FaithWire | Tré Goins-Phillip | April 12, 2020
At least 20 police officers reportedly showed up outside a small church in Greenville, Mississippi, on Wednesday, threatening the pastor for hosting drive-in services.
Through the religious freedom legal group First Liberty Counsel, King James Bible Baptist Church Pastor Charleston Hamilton sent a letter to Mayor Errick Simmons, claiming the city had infringed on religious liberty.
“Your recent order prohibiting drive-in services leaves him in reasonable fear that he and his church members will be fined and criminally prosecuted for merely engaging in drive-in church services that fall well within the CDC guidelines,” read the letter. “We require Greenville, Mississippi, to withdraw the unconstitutional order that, disturbingly, targets religious exercise.”
All of this is in response to an order issued Tuesday by Simmons, who claimed drive-in church services — even if social distancing measures are appropriately observed — violate Republican Gov.

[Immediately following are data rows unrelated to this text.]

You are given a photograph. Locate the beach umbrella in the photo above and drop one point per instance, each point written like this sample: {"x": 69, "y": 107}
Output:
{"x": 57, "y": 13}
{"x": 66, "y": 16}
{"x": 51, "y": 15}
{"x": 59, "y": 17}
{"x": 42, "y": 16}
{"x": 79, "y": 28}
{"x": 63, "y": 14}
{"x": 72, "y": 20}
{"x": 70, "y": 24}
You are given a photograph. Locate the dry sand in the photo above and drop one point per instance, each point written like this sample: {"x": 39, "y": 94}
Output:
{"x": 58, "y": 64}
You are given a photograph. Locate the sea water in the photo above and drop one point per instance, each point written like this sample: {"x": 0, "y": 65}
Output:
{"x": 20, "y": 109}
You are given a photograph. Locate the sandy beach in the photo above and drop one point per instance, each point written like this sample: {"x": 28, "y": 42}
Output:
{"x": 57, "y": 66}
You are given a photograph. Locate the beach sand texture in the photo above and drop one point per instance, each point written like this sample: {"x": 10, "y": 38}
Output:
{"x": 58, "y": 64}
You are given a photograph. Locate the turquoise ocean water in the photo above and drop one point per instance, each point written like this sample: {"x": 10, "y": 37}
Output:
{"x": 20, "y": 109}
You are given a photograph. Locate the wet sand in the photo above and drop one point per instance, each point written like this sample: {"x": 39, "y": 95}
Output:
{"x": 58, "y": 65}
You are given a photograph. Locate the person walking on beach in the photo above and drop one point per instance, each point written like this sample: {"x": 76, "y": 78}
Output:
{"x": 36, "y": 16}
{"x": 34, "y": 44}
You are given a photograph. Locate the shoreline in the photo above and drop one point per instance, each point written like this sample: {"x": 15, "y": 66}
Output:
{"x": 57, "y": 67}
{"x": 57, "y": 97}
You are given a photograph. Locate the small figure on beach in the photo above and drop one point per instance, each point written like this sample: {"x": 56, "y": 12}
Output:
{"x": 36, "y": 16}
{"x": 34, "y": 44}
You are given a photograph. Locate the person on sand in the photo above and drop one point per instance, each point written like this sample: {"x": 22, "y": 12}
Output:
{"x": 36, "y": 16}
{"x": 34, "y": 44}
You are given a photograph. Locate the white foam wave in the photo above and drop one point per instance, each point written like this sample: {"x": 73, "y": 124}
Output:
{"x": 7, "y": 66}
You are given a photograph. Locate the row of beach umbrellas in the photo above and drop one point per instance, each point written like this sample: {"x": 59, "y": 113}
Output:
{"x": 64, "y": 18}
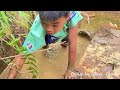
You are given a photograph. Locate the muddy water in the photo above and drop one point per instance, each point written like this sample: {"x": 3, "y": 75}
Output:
{"x": 54, "y": 68}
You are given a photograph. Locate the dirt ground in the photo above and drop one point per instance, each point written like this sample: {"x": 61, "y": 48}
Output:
{"x": 54, "y": 68}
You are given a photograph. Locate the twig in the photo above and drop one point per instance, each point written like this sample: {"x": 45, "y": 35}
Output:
{"x": 88, "y": 18}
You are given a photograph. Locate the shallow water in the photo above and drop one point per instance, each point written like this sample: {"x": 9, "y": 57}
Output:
{"x": 54, "y": 69}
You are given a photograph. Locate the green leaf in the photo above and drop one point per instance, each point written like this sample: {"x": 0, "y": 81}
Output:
{"x": 31, "y": 68}
{"x": 4, "y": 17}
{"x": 2, "y": 33}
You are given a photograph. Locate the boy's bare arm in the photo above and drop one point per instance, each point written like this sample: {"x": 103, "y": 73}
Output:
{"x": 18, "y": 61}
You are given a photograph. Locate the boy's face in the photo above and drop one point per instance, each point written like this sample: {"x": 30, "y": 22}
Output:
{"x": 52, "y": 27}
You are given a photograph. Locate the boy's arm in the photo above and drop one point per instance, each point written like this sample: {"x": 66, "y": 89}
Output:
{"x": 19, "y": 62}
{"x": 72, "y": 51}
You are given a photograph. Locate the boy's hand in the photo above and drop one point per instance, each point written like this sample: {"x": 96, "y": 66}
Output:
{"x": 70, "y": 74}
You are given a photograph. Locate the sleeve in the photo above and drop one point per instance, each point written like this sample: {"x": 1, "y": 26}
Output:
{"x": 35, "y": 38}
{"x": 75, "y": 17}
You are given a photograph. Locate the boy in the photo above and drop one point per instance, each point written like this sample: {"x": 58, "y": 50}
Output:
{"x": 51, "y": 27}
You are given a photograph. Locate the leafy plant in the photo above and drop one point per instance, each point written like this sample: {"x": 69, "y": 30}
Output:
{"x": 18, "y": 19}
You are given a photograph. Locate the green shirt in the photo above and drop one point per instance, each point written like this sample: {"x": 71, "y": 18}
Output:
{"x": 36, "y": 37}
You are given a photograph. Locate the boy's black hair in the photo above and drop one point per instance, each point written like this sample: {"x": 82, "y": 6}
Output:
{"x": 52, "y": 15}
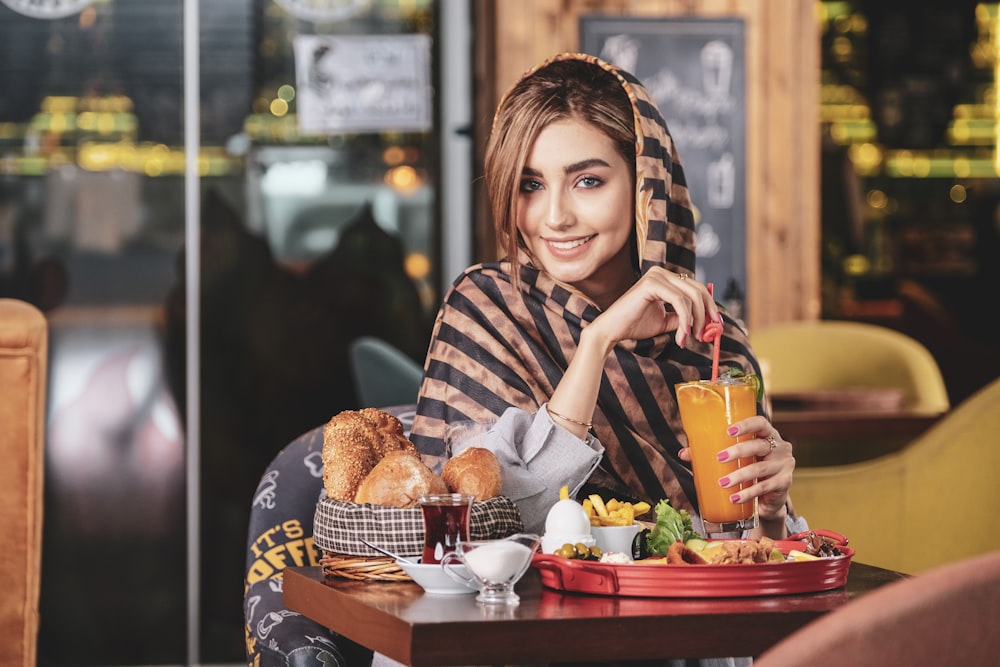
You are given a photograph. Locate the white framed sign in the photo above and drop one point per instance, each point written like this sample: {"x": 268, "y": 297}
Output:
{"x": 369, "y": 83}
{"x": 47, "y": 9}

Tate Reeves’ statewide shelter-in-place order.
The city’s ban on drive-in church gatherings like the one hosted at King James Bible Baptist Church, where congregants didn’t even get out of their vehicles, will remain in place until Reeves ends the restrictions established to combat the spread of the novel coronavirus.
Hamilton, though, has no plans to back down. He is still planning to host a drive-in Easter service this Sunday.

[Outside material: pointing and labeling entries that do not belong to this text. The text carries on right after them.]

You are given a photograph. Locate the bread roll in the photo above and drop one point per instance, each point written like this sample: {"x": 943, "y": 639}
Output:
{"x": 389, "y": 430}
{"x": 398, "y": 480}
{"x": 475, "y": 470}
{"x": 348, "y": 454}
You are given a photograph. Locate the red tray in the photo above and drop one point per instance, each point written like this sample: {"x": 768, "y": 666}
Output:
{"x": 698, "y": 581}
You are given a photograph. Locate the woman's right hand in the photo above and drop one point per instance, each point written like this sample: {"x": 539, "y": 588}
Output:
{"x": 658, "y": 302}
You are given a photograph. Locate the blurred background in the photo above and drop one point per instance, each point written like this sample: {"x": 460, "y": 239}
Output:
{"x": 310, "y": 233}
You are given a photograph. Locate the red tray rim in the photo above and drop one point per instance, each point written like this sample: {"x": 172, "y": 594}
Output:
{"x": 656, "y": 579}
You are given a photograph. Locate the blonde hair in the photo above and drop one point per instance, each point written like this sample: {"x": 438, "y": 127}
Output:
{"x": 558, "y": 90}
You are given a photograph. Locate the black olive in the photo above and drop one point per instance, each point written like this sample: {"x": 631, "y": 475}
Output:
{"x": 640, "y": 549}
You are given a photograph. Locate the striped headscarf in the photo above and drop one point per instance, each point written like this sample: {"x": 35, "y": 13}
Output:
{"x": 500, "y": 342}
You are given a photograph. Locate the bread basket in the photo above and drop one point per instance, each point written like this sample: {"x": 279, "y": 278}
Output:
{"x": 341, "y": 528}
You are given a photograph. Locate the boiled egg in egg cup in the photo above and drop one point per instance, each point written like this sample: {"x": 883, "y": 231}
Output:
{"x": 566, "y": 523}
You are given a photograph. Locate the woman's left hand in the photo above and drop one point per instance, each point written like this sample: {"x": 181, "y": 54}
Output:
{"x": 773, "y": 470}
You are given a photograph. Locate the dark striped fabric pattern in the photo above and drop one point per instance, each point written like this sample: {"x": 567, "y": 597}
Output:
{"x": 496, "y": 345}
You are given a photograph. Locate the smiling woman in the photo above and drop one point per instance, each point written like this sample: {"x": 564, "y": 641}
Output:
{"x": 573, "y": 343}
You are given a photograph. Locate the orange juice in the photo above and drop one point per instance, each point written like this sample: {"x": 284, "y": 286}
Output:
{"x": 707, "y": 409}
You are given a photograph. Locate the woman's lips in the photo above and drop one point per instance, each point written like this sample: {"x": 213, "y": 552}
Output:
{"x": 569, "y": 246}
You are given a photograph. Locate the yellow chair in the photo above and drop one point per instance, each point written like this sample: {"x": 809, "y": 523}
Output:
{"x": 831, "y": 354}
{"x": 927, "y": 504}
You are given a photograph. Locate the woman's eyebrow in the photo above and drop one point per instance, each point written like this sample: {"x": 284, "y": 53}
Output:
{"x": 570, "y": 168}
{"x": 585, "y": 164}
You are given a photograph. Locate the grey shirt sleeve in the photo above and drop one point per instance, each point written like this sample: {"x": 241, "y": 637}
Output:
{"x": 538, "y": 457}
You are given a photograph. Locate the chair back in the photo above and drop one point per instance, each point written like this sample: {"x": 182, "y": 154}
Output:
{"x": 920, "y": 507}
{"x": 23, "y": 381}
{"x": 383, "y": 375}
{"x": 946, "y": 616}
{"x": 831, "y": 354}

The pastor posted about the incident on Facebook Live, showing viewers the numerous police squad cars in his church’s parking lot.
“I’m a good citizen here. I’m a pastor,” he said. “We ain’t got no crack house. We ain’t got no drugs. We ain’t got nothing going on here but preaching the word of God.”
“They are here messing with the church, messing with the pastor,” Hamilton continued. “Who’s patrolling the streets where the real crime is?”